Emmanuel Hospice recently launched a new telehealth program to continue serving patients amid visitor restrictions in nursing homes and assisted living facilities.
The development of telehealth means the faith-based nonprofit can maintain its holistic approach to patient care and facilitate family interaction during the COVID-19 pandemic and when human connection is needed most.
“In trying to provide hospice care during the pandemic, one of the harder things we’ve run up against is the lack of direct patient contact,” said Jenny Kellogg, Emmanuel Hospice support programs manager. “It’s been a really hard time for patients who cannot have family or other visitors.”
Emmanuel’s nurses, social workers, spiritual caregivers, music therapists and other team members were able to continue providing virtual care at the bedside through the use of iPads and specially designed transport carts.
Videos sharing guided imagery utilizing ambient music and self-massage techniques were other helpful resources for patients and their in-facility support teams.
“While virtually is not the ideal way to engage, we’re so grateful we’re in a place where it’s an option to have a video chat,” Kellogg said. “Being able to help patients see a familiar face or hear a familiar voice helps us still be able to provide a holistic approach to our patient care.
Kellogg said telehealth offers a host of benefits, especially improving patients’ mental health.

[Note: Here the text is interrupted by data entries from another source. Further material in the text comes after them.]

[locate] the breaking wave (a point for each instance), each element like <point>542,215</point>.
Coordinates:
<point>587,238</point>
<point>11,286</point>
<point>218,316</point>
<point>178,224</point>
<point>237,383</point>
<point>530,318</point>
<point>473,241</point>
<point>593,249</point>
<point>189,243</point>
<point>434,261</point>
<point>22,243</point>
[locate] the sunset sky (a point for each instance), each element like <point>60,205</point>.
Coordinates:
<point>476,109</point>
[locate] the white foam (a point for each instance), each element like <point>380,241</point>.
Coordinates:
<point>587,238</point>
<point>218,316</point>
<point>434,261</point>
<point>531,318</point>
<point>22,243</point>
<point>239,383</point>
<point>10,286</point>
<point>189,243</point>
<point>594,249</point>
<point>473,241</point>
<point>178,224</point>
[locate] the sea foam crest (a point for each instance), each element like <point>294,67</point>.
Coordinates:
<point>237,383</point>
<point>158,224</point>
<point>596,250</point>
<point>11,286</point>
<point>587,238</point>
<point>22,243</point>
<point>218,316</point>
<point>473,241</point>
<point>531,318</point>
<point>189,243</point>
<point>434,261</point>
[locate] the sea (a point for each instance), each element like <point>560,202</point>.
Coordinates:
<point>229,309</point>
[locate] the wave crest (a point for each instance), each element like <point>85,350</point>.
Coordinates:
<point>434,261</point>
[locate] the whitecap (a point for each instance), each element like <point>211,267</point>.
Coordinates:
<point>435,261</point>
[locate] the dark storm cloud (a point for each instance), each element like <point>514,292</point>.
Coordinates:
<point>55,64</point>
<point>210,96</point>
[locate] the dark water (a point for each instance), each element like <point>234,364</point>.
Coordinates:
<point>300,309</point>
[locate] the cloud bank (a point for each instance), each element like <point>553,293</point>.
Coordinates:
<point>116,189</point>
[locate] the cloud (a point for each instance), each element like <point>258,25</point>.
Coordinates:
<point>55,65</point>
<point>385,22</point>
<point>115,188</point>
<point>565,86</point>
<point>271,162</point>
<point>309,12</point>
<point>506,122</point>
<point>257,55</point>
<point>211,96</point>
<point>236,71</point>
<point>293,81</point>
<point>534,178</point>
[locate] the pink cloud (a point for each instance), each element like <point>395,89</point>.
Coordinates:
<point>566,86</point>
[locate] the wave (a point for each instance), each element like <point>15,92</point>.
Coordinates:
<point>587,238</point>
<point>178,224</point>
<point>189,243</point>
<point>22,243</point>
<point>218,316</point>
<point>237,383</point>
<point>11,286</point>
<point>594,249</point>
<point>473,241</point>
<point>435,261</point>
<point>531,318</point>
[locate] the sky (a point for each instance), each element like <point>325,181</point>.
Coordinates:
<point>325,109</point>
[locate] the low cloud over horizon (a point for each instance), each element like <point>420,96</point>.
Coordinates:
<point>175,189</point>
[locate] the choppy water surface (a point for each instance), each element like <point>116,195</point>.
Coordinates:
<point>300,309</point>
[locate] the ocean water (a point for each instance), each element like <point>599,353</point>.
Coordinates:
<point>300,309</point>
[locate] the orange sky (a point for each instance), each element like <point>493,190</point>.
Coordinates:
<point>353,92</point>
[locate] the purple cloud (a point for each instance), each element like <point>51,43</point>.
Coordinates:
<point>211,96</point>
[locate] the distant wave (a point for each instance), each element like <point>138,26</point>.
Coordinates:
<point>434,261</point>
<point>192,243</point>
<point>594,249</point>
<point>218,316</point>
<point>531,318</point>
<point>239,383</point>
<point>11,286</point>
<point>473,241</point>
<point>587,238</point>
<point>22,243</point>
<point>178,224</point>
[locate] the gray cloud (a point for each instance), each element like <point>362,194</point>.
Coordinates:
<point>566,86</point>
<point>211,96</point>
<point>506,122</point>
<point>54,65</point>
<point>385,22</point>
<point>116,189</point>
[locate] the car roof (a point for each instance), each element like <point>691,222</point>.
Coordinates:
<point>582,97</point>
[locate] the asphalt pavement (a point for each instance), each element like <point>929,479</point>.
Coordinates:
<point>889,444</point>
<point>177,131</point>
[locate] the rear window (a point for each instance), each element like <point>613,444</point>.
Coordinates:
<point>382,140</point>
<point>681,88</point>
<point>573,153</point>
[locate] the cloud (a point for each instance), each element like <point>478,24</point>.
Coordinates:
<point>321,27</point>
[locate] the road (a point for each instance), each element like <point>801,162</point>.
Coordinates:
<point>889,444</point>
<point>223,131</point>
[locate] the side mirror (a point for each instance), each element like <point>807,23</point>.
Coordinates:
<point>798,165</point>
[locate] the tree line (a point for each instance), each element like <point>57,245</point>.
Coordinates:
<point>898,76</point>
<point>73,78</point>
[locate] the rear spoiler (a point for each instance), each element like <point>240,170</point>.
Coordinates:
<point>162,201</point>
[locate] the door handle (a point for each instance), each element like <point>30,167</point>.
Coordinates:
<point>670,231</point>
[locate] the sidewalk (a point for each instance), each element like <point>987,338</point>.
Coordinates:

Beyond connecting families and the positive emotional impacts, patients also appreciate having something to do.
One patient was able to connect with her son in China through a telehealth visit within the last days of her life, which her hospice team said was a great comfort to the family.
The collaboration of several community partners with the support of grant funding enabled Emmanuel Hospice to create telehealth devices with specially designed charging units that could be easily moved from room to room in facilities while simultaneously safeguarding the health of their patients and team.
“We are grateful to our community partners for being part of the solution in providing assistance to support our services during this critical time,” Kellogg said. “This mode of communication has only amplified what we’re able to do from our homes.”
Both the equipment and software for Emmanuel Hospice’s telehealth program were funded in part by a $2,900 grant from Fremont Area Community Foundation’s Elderly Needs Fund and $1,000 of the Emergency Human Needs Fund, which was awarded by a community coalition comprised of the Greater Ottawa County United Way, Grand Haven Area Community Foundation, Lakeshore Nonprofit Alliance, Community Spoke, Community Foundation of the Holland/Zeeland Area and others.
The mobile iPad systems were built from stands purchased through Displays2Go, charging units purchased through Byrne Electrical and caster wheels donated by Caster Depot. Grand Rapids Chair Company picked up and delivered all the stands, donated the labor of machining the stands so the casters would fit and then installed the casters.